Имя ему было дано в честь первенца Марии Фёдоровны, будущего императора Александра I. Эта дань уважения станет у четы Бенкендорфов традицией: второго сына они назовут Константином. Дочерям будут даны имена венценосной подруги: старшей — русское, Мария, младшей — немецкое, Доротея.
Через пять дней после рождения сына Христофор Бенкендорф был произведён в вожделенный чин: он стал полковником Нарвского пехотного полка. Награда была довольно высока. «Чин этот составляет предмет честолюбия всякого русского офицера, который надеется дослужиться до него, и он один привязывает его к службе», — замечал знающий граф Ланжерон15. Реальный годовой доход командира пехотного полка в екатерининское время мог достигать десяти тысяч рублей.
Летом 1782 года полковник Бенкендорф последовал за «Северными» обратно в Россию (граф и графиня прожили в Монбельяре лишь один летний месяц). А 23-летняя полковничиха решила пропустить долгую русскую зиму и только в 1783 году вместе с сыном вернулась в Павловск.
Все восьмидесятые годы Бенкендорфы были практически неразлучны с Павлом Петровичем и Марией Фёдоровной. Они делили их радостные и трагические переживания. Когда в конце 1786 года несчастья брата Марии Фёдоровны, принца Фридриха Вюртембергского (тот был выслан из Петербурга по обвинению в шпионаже в пользу Швеции), «обременили её ужасной печалью» и даже довели до болезни16, она затворилась в покоях Зимнего дворца и допускала до себя почти исключительно одну «госпожу Бенкендорфшу», способную понять и облегчить её переживания — и при этом сохранить их в секрете. Позже, в 1790 году, увещевать Фридриха, снова попавшего в неловкое положение, отправляется Христофор Бенкендорф, «о котором их высочества думают, что сей преподаст принцу лучшие советы, нежели определённый к принцу Будберг, на которого всю вину относительно принцева поведения возлагают»17.
Анна выполняла многие частные поручения Марии Фёдоровны, требовавшие иногда определённой смелости. Так, например, «Тилли» доставила записку великой княгини и передала слова ободрения двадцатилетней фрейлине Головиной, у которой неудачные роды осложнились тяжелейшей формой кори18.
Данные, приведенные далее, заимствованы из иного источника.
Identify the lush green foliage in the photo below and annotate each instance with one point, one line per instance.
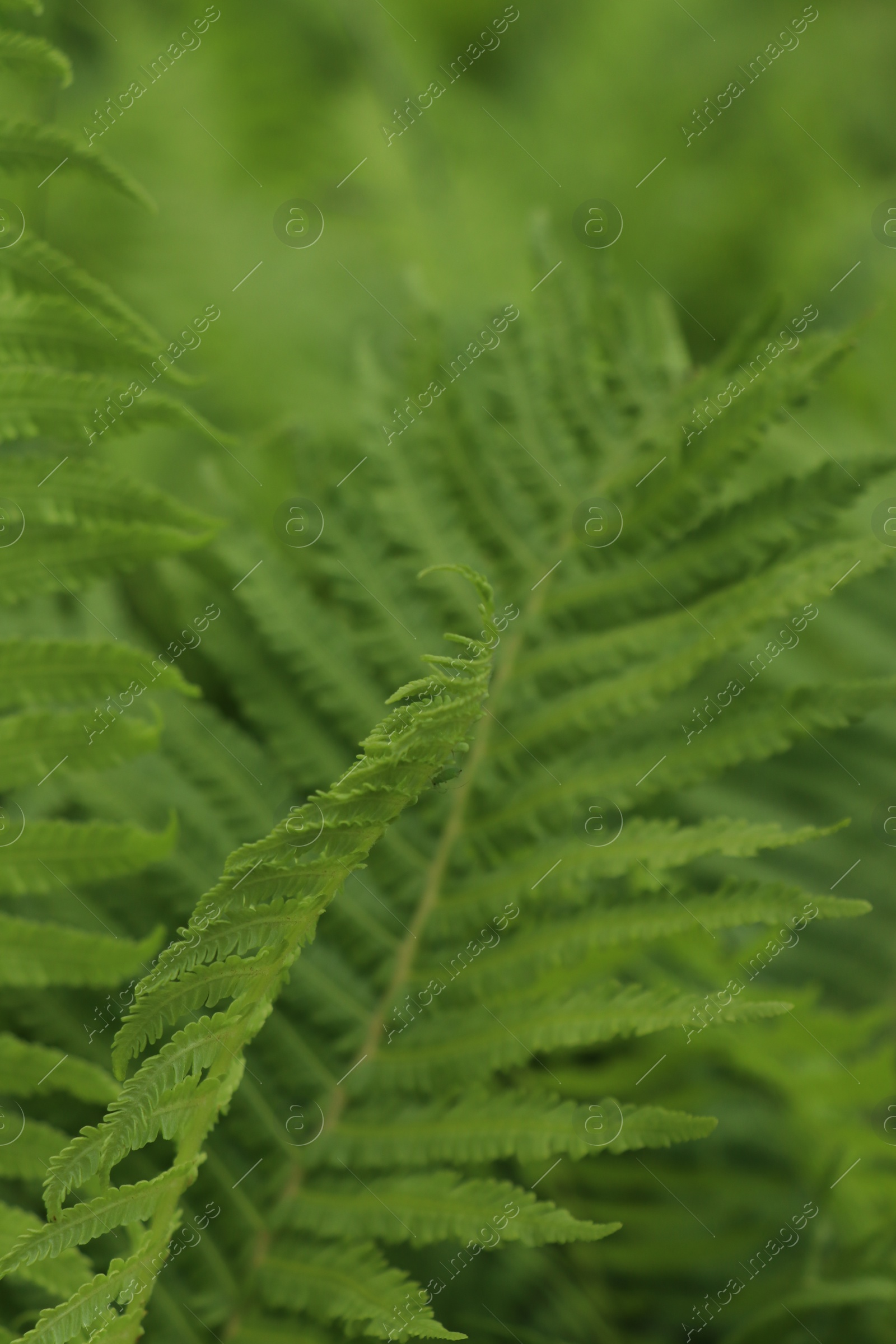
(470, 1026)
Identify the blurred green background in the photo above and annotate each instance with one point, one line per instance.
(580, 101)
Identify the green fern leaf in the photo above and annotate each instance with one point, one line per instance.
(26, 1067)
(68, 1272)
(34, 57)
(351, 1284)
(53, 852)
(43, 148)
(39, 955)
(433, 1207)
(85, 526)
(88, 1221)
(38, 673)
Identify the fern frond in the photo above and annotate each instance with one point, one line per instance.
(41, 269)
(34, 57)
(39, 400)
(88, 525)
(72, 671)
(88, 1221)
(36, 955)
(351, 1284)
(483, 1128)
(437, 1206)
(53, 852)
(34, 744)
(23, 146)
(476, 1042)
(62, 1277)
(26, 1067)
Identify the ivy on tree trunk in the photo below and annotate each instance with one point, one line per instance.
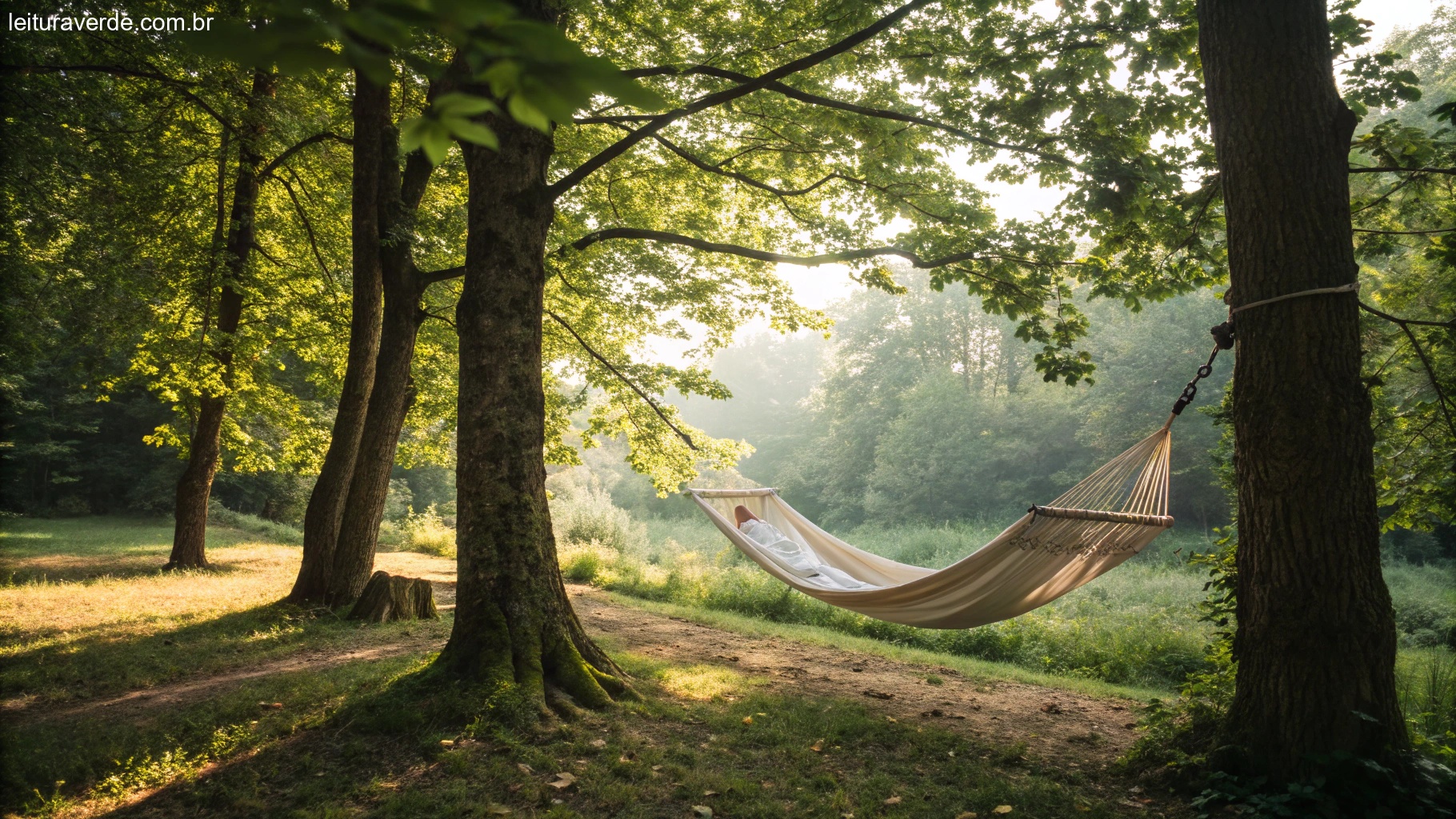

Мария Фёдоровна с восторгом отзывалась о своей наперснице: «Она всегда остаётся добрым и терпимым другом, честной, достойной женщиной, прекрасной, обаятельной, чувственной, дружелюбной и немного забавной…»19 Слегка ироничное отношение к подруге, даме довольно крупной (даже по меркам эпохи, когда пышность тела считалась нормой), видно и в описании досуга великой княгини: «После обеда проводим время в чтении, а вечером я играю в шахматы… восемь или десять партий кряду. Бенкендорф и Лафермьер сидят возле моего стола, а Нелидова… за другим… Когда пробьёт восемь часов, Лафермьер, с шляпой в руке, приглашает меня на прогулку. Мы втроём или вчетвером… делаем сто кругов по комнате; при каждом круге Лафермьер выбрасывает зерно из своей шляпы и каждую их дюжину возвещает обществу громким голосом. Иногда, чтобы оживить нашу забаву и сделать её более разнообразной, я и Бенкендорф пробуем бегать на перебежку. Окончив означенные сто кругов, Бенкендорф падает на первый попавшийся стул при общем смехе»20.
…Но эта Нелидова, «сидящая за другим столиком»! Фаворитка Павла, смолянка, увековеченная на портрете Левицкого. «По наружности она представляла полную противоположность с великою княгинею, которая была белокура, высокого роста, склонна к полноте и очень близорука. Нелидова же была маленькая, смуглая, с тёмными волосами, блестящими чёрными глазами и лицом, полным выразительности. Она танцевала с необыкновенным изяществом и живостью, а разговор её, при совершенной скромности, отличался изумительным остроумием и блеском», — вспоминал знаток придворных тонкостей Н. А. Саблуков21. Ему вторит фрейлина Варвара Головина: «Нелидова была небольшого роста, некрасива: с тёмным цветом лица, с маленькими узкими глазками, широким ртом и с длинной талией на коротких ножках. Всё это, вместе взятое, не представляло очень привлекательной внешности, но у неё было много ума и талантов, между прочим, сценический. Великий князь Павел, долго смеявшийся над ней, влюбился в неё, увидев в роли Зины в „Сумасшествии от любви“»22.
Павел разрывался между этими женщинами. Уезжая в 1788 году на театр военных действий против Швеции, он оставил каждой по трогательной записке: Марии Фёдоровне — в память о прошлом: «Пока я жив, я не забуду того, чем обязан вам»; Е. И. Нелидовой — в напоминание о настоящем: «Знайте, что, умирая, я буду думать о вас».